Thursday, August 4, 2016

The Future Thirty Years Ago: AMC's Halt & Catch Fire

I'm going to take a rare dip into contemporary pop culture for today's television review. I use that phrase 'contemporary pop culture' with hesitance because though AMC's Halt & Catch Fire is indeed a show on the air today, it's set thirty years ago during the computer boom in Texas and has hardly penetrated pop culture to the same degree of the network's apocalyptic behemoth The Walking Dead. Apart from the same opaque cinematography, the two shows have very little in common. As a complete neophyte to the world of computers, I start zoning out ten seconds after someone begins explaining the difference between MS-DOS and MSN. If I were a TV producer who had to choose between airing a fictional drama about the computer boom or another about zombies starring the cue card-toting Brit from Love Actually, I'd send the first person straight out the door. But from an artistic standpoint, I would be dead wrong.

For starters, Halt & Catch Fire isn't about computers just as The Walking Dead isn't really about zombies at heart.
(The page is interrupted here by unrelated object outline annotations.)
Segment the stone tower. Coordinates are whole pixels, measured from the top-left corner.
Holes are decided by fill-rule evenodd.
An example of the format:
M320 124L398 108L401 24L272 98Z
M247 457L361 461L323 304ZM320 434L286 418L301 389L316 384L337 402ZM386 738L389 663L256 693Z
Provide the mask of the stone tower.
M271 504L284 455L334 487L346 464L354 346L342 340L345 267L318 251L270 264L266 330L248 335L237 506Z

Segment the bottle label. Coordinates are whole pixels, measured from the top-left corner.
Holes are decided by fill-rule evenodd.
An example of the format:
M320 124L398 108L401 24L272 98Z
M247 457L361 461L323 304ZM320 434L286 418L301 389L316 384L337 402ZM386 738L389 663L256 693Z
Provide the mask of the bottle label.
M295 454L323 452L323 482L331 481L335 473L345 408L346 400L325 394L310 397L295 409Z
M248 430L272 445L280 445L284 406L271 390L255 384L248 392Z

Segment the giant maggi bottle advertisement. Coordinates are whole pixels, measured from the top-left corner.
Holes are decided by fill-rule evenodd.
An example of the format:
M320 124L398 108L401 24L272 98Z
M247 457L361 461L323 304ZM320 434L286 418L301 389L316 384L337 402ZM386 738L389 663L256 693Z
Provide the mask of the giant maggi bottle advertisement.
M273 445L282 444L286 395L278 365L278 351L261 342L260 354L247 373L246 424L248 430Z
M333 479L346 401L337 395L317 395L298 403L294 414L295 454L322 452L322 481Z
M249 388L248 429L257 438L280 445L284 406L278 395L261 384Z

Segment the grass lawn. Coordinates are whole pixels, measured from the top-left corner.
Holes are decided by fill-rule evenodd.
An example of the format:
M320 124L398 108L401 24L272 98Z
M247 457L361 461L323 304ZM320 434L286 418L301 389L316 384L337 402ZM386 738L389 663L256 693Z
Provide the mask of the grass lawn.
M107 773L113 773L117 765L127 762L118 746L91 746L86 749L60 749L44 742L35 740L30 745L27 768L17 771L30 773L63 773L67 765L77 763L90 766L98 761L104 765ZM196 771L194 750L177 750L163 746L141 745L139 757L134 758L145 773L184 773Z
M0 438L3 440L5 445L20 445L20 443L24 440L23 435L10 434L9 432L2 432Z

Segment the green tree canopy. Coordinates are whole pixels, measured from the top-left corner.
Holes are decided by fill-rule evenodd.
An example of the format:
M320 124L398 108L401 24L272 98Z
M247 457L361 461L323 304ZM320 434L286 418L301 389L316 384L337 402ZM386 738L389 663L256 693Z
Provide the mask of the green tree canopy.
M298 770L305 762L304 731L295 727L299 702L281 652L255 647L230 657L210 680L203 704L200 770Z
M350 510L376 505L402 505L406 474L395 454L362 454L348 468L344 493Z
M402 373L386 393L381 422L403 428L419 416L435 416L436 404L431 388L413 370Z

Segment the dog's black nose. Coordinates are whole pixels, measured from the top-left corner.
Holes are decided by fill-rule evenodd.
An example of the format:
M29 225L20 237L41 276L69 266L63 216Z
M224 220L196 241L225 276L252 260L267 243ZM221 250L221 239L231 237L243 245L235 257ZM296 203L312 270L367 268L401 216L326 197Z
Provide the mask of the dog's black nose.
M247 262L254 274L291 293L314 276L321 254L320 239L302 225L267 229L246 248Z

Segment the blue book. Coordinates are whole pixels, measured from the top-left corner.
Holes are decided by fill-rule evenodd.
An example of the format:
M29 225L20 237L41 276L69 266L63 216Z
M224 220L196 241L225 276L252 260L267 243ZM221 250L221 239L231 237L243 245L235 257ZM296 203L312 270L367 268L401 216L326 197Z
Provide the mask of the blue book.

While the latter begs the question of what would happen to society if the technology-driven world were to end, the former is all about creation, progress and how technology dramatically changed the way society functions. It is a show set in the early 1980's when the internet, multiplayer online gaming and even the idea of social media had a little more than a decade to find itself in just about every household in the United States. There are indeed many winks and inside jokes that foreshadow many of the social customs influenced by technology today. Halt reveals to us how these ideas were rooted long before many of us were even born, much less sat in front of a computer.

This connection between the past and present allows the show to comment on contemporary issues from long ago. In one episode from the second season, a character goes on a blind date arranged through a chat room only to discover their suitor is not at all what they had imagined. This would have been relevant ten years ago when we were chatting with strangers on AOL Instant Messenger, and it's relevant in today's dating world driven by mobile apps. Almost every episode features an inside joke or "What if..." diatribe from a character in which the punchline is a culture-moving monolith, from Nintendo to the concept of the internet itself.

What really drives Halt is its four uniquely compelling protagonists. I first became interested in the show after Mackenzie Davis' brief but charmingly nerdy cameo as a NASA communications specialist in 2015's The Martian. On Halt, she plays something of an expanded version of that role as the rebellious but vulnerable programming prodigy Cameron Howe. While some have critiqued her character as cliche, I think seeing a woman play the role of a young, restless and somewhat troubled innovator is something of which we need to see more in film and TV. Similarly, the show's other female protagonist played by Kerry Bishe is equal parts Nuclear Mom and engineering genius. These characters do not function as the "women" characters on the show, they are at the forefront and by the second season, the stories center around their ambitions just as much as the men. There's nothing cliche in all of that.

It is hardly a show that specifically makes feminism its intentional focus, which is part of why I appreciate it. Halt doesn't feature stories about the struggles of women with the intent to combat sexism, it merely does so within its reach as a TV show by giving the women equal if not more driving roles than the men. The males are just as well-developed and interesting to watch onscreen. Lee Pace plays the bi-sexual, smoke and mirrors wielding PR visionary Joe MacMillan who incites both disdain and empathy from the viewer with his cold but impulsive antics. Scoot McNairy's broken engineering genius Gordon Clark is his best foil as everything Joe is not; insecure and somewhat short-sighted yet pragmatic. These characters all function as incendiary matches and fuses to each other; who knew that the creation of computers involved so much sex, vandalism and shady business transactions?

The second season increases plot accessibility and entertainment factor by shifting the focus to its female leads and placed them at the forefront of online gaming. The most interesting and inspired development of the show is Cameron founding her own game developing company Mutiny, which places more archetypal and mostly male portrayals of programming misfits in a workplace somewhere between a college frat house and a comic book store. This youthful and irreverent bunch clashes with the big business world of oil companies and provides a David and Goliath type drama which correlates with today's world in which corporate distrust has reached an all time high and tech entrepreneurs are emerging from their garages every day.

Halt & Catch Fire lacks the audience and therefore the self consciously desperate need to tow the dramatic line as seen in The Walking Dead. The strength and compatibility (or lack thereof) of the characters makes them interesting to watch, even if they're merely hovering over a monitor or sitting in a conference room.  There's no real gun battles in the show, but it's interesting to see how a friendly NERF fight in Mutiny may have led to the idea of a first person shooter. Though it appropriates the feel early 1980's, it's not exactly appropriate to dub the show as nostalgic. With its messages rooted in today, it's about as contemporary as any other show on TV now.

And as a huge fan of early punk rock, it's a love letter to someone like myself to hear such an offbeat, sometimes surprisingly obscure soundtrack provided by a cute nerd like Cameron.